4.3. Le seul fait qu'un détenu pour troubles mentaux ne soit pas intégré dans un établissement approprié n'a toutefois pas pour effet automatique de rendre sa détention irrégulière au regard de l'art. 5 par. 1 CEDH selon la CourEDH. Celle-ci admet qu'un équilibre raisonnable doit être ménagé entre les intérêts opposés en cause, étant entendu qu'un poids particulier doit être accordé au droit à la liberté. Dans cet esprit, elle prend en compte les efforts déployés par les autorités internes en vue de trouver un établissement adapté lorsqu'elle évalue la régularité du maintien en détention avant un transfert dans celui-ci (cf. arrêts de la CourEDH Papillo c. Suisse précité, § 43 et les références citées; De Schepper c. Belgique du 13 octobre 2009 [requête n° 27428/07], § 47 s.; cf. aussi arrêt 6B_1069/2021 du 12 novembre 2021 consid. 2.1). Ainsi, dans l'affaire Papillo, relative à la Suisse, la CourEDH s'est penchée sur la détention d'une personne qui, après le prononcé d'une mesure thérapeutique institutionnelle, était demeurée en détention dans des établissements inappropriés durant près de douze mois - entrecoupés par un séjour de quelques mois en clinique spécialisée - ce jusqu'à sa libération conditionnelle. La CourEDH a jugé qu'une telle détention ne violait pas l'art. 5 par. 1 CEDH, dès lors que les autorités avaient pris contact avec plusieurs institutions adéquates susceptibles d'accueillir l'intéressé, que ce dernier avait refusé de se rendre à un entretien auprès de l'une d'elles et qu'il avait bénéficié de consultations médicales régulières et d'un traitement neuroleptique dans le cadre de sa détention (arrêt de la CourEDH Papillo c. Suisse précité, § 46 ss).  
 
4.4. En conformité avec les exigences posées par l'art. 5 par. 1 let. e CEDH, l'art. 59 du Code pénal suisse du 21 décembre 1937 (CP; RS 311) prévoit quant à lui que le traitement institutionnel d'une personne ayant commis un crime ou un délit en relation avec un grave trouble mental - tel que celui auquel le recourant a été astreint - doit en principe s'effectuer dans un établissement psychiatrique approprié ou dans un établissement d'exécution des mesures (al. 1 et 2).
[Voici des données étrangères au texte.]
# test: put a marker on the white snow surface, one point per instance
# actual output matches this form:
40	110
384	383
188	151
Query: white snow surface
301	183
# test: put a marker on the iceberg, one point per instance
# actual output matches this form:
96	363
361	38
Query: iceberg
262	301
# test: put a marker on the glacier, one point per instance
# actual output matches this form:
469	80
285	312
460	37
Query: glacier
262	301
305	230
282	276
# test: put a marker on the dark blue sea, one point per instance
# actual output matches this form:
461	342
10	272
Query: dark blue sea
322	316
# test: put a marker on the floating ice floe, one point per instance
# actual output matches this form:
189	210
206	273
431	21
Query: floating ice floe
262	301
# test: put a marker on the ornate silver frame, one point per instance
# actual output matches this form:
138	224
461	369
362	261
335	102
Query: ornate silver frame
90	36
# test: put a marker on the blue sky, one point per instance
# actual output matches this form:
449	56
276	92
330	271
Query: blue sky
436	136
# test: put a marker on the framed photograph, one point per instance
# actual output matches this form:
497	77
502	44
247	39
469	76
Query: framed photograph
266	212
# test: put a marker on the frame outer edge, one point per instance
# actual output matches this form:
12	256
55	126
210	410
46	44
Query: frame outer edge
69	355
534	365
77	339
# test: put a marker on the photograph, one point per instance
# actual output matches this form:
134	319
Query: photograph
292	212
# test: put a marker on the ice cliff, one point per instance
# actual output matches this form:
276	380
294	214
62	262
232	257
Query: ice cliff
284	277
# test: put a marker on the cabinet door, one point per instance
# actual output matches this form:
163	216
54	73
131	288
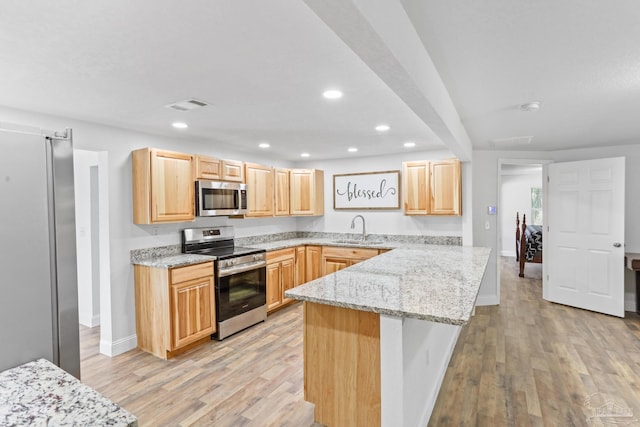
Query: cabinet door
192	311
313	264
301	254
307	192
415	188
282	192
274	289
172	188
259	190
445	198
232	170
333	264
207	167
287	277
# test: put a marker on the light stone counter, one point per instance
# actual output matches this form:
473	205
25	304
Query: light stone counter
428	282
171	261
39	393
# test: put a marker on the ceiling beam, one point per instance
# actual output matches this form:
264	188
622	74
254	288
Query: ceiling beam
382	35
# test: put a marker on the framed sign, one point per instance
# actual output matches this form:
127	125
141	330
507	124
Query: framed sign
369	190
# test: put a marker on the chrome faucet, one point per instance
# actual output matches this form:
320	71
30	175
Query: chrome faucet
353	225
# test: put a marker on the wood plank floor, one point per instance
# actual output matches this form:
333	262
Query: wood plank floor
526	362
529	362
253	378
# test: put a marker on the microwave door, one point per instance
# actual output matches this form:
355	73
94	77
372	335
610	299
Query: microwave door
218	199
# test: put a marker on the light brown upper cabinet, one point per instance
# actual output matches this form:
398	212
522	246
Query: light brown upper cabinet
432	188
281	201
220	170
207	167
163	188
260	184
446	188
307	192
415	187
232	170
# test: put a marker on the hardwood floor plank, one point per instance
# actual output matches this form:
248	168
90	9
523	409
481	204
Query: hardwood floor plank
549	359
524	362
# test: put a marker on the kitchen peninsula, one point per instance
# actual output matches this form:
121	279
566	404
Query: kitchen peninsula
378	336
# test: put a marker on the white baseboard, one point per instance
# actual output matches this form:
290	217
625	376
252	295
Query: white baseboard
487	300
428	407
119	346
95	321
630	301
85	319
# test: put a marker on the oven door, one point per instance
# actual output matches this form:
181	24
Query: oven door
239	290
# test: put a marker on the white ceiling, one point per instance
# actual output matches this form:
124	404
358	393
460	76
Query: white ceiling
264	64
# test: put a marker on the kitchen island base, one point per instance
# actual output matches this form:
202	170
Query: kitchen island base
365	368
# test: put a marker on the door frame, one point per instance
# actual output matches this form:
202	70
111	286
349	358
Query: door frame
522	162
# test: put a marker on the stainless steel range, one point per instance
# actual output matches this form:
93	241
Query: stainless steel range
240	277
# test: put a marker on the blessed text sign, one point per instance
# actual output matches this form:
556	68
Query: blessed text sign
370	190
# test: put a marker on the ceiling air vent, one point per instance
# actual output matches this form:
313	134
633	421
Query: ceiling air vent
187	105
512	142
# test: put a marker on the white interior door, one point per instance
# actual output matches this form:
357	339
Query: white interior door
585	239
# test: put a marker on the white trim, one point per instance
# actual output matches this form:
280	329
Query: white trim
95	320
119	346
487	300
495	300
630	301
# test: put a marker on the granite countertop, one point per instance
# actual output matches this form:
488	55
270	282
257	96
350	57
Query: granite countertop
164	258
350	243
171	261
39	393
429	282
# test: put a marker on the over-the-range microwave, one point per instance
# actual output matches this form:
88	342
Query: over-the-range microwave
215	198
Cet établissement, qui doit être dirigé ou surveillé par un médecin et disposer des installations nécessaires et d'un personnel jouissant d'une formation appropriée (cf. arrêts 6B_1483/2020 du 15 septembre 2021 consid. 5.1; 6B_445/2013 du 14 janvier 2014 consid. 4.4.1; 6B_384/2010 du 15 septembre 2010 consid. 2.1.1), doit être fermé lorsqu'il y a lieu de craindre que le condamné ne s'enfuie ou ne commette de nouvelles infractions, conformément à l'art. 59 al. 3 CP. Dans un tel cas, la mesure thérapeutique institutionnelle peut aussi être effectuée dans un établissement d'exécution de peines privatives de liberté au sens de l'art. 76 al. 2 CP, si le traitement thérapeutique nécessaire est assuré par du personnel qualifié (cf. art. 59 al. 3 CP in fine). Tenant compte de la jurisprudence de la CourEDH exposée plus haut, le Tribunal fédéral a toutefois précisé que le placement dans un tel établissement de détention n'était en principe possible qu'en tant que solution à court terme pour pallier une situation d'urgence, dans l'attente d'un transfert dans un établissement spécialisé. D'après la jurisprudence fédérale, un placement à plus long terme dans un établissement pénitentiaire ou de détention ordinaire en vue de l'exécution d'une mesure thérapeutique est ainsi inadmissible, à tout le moins tant et aussi longtemps que le détenu ne se voit pas dispenser le traitement qui lui est nécessaire par du personnel qualifié comme l'exige l'art. 59 al. 3 CP. Le but de la mesure ne doit en effet pas être compromis, ni l'ordre d'exécution des peines et mesures fixé à l'art. 57 al. 2 CP inversé (cf. ATF 148 I 116 consid. 2.3; 142 IV 105 consid. 5.8.1; cf. aussi arrêt 6B_1069/2021 du 12 novembre 2021 consid. 2.2 et 2.4).  
 
4.5. En application de ce qui précède, le Tribunal fédéral a admis la détention en prison de personnes astreintes à une mesure thérapeutique au sens de l'art. 59 CP pendant une période de dix ou treize mois (ATF 148 I 116 consid. 2.5; aussi arrêts 6B_850/2020 du 8 octobre 2020 consid. 2.5.4), voire pendant deux ans au regard des circonstances (cf. arrêts 6B_1001/2015 et 6B_1147/2015 du 29 décembre 2015 consid. 3.2 et 9.2). Il a ainsi reconnu qu'une détention d'une durée totale de 23 mois dans divers établissements non spécialisés était encore conforme au droit fédéral et aux exigences de la CEDH (cf. arrêt 2C_544/2021 du 11 mai 2022 consid. 6). Dans cette affaire, la durée de cette détention devait être relativisée dans la mesure où le détenu avait certes passé les quatorze premiers mois de sa mesure dans une prison régionale, mais qu'il avait ensuite pu poursuivre sa thérapie durant les neuf mois suivants dans un établissement pénitentiaire ordinaire, avant d'être transféré dans une structure adaptée. Dans ces circonstances et compte tenu des efforts des autorités d'exécution pour mettre à disposition une place de thérapie, ainsi que du comportement peu coopérant du recourant qui avait conduit à l'interruption de l'exécution de la mesure débutée dans un précédent établissement pénitentiaire, le délai d'attente du recourant était encore admissible ( ibidem).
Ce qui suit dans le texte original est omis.